Orman Yangını Suçları ve Hukuki Sonuçları: 6831 Sayılı Orman Kanunu Kapsamında Bilinmesi Gerekenler
- Yaz Alibaşoğlu
- 8 Tem
- 2 dakikada okunur
Yaz aylarında artan sıcaklıklarla birlikte orman yangını riski de ciddi ölçüde artmaktadır. Bu yangınların önemli bir bölümü insan kaynaklı olup, ihmaller veya kasıtlı davranışlarla doğaya ve canlılara telafisi mümkün olmayan zararlar verilmektedir. Türk mevzuatında bu konuda en önemli düzenlemeler 6831 sayılı Orman Kanunu’nun 110. maddesi kapsamında yer alır. Yazımızda orman yangınına sebep olmanın hukuki boyutunu açıklıyoruz.
1. Taksirle Orman Yangınına Sebebiyet Verme (m.110/3)
Dikkat ve özen yükümlülüğüne aykırı davranışlarla orman yangınına sebep olanlar iki yıldan yedi yıla kadar hapis cezası ile cezalandırılır.Ancak şu hâllerde cezada indirim yapılabilir:
Yangının söndürülmesine katkı sağlanması,
Etkilerinin azaltılmasına yönelik çaba gösterilmesi,
Meydana gelen zararın azlığı.
Zararın belirlenmesinde:
Tamamen yanan ağaçların değeri,
Kısmen yanan ağaçlardaki değer kaybı,
Alt orman örtüsü ve humuslu toprak tabakasının zarar görmesi dikkate alınır.
2. Kasten Orman Yakma Suçu (m.110/4-5)
Kasten orman yakan kişi on yıldan az olmamak üzere hapis ve on bin güne kadar adli para cezası ile cezalandırılır.
Eğer bu fiil bir örgütün faaliyeti çerçevesinde gerçekleştirilirse: Müebbet hapis ve yirmi bin güne kadar adli para cezası verilir.
3. Yangın Nedeniyle Ölüm veya Yaralanma (m.110/son)
Yangın sonucu bir kişinin ölmesi veya yaralanması halinde; ayrıca taksirle öldürme veya kasten öldürme suçundan da cezaya hükmolunur.
4. Yangın Çıkarmasa da Suç Sayılan Davranışlar (m.110/2)

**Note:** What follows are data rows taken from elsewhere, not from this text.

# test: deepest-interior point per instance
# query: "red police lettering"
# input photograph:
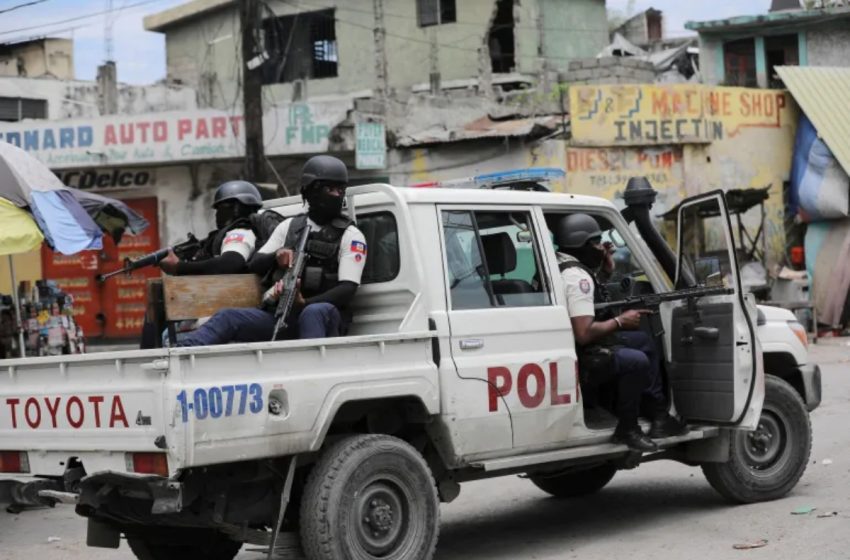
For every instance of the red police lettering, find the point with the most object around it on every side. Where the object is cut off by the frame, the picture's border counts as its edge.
(74, 411)
(499, 382)
(531, 394)
(527, 399)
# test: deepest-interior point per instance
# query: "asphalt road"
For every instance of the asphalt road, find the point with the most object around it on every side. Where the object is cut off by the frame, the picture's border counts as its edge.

Aşağıdaki fiiller yangına yol açmasa bile suçtur ve fail hakkında bir yıldan üç yıla kadar hapis ve adli para cezası uygulanır:
Ormanlarda izin verilen yerler dışında ateş yakmak,
Yakılan ateşi söndürmeden alanı terk etmek,
Sönmemiş sigara veya yangına yol açabilecek madde atmak,
Ormanlara 4 km mesafede ya da kanunda belirtilen köy sınırlarında anız veya benzeri örtü yakmak.
Sonuç:
Ormanlar; sadece ağaçlardan ibaret değil, binlerce canlıya ev sahipliği yapan, hava, su ve toprak dengesini koruyan, geleceğimize nefes olan yaşam alanlarıdır. Bu doğal mirasa zarar vermek sadece hukuki değil, vicdani bir sorumluluk doğurur.
6831 sayılı Orman Kanunu, ormanları korumak adına ağır yaptırımlar öngörmektedir. Ancak unutulmamalıdır ki, asıl koruyucu, bilinçli ve sorumluluk sahibi bireylerdir.
Her birey; doğaya saygılı, çevre bilinci yüksek ve hukuki sorumluluklarının farkında bir yaşam anlayışıyla hareket etmelidir.
Eğitimli, duyarlı ve sorumlu bir toplum; ormanları yangından, doğayı felaketten, geleceği belirsizlikten korur.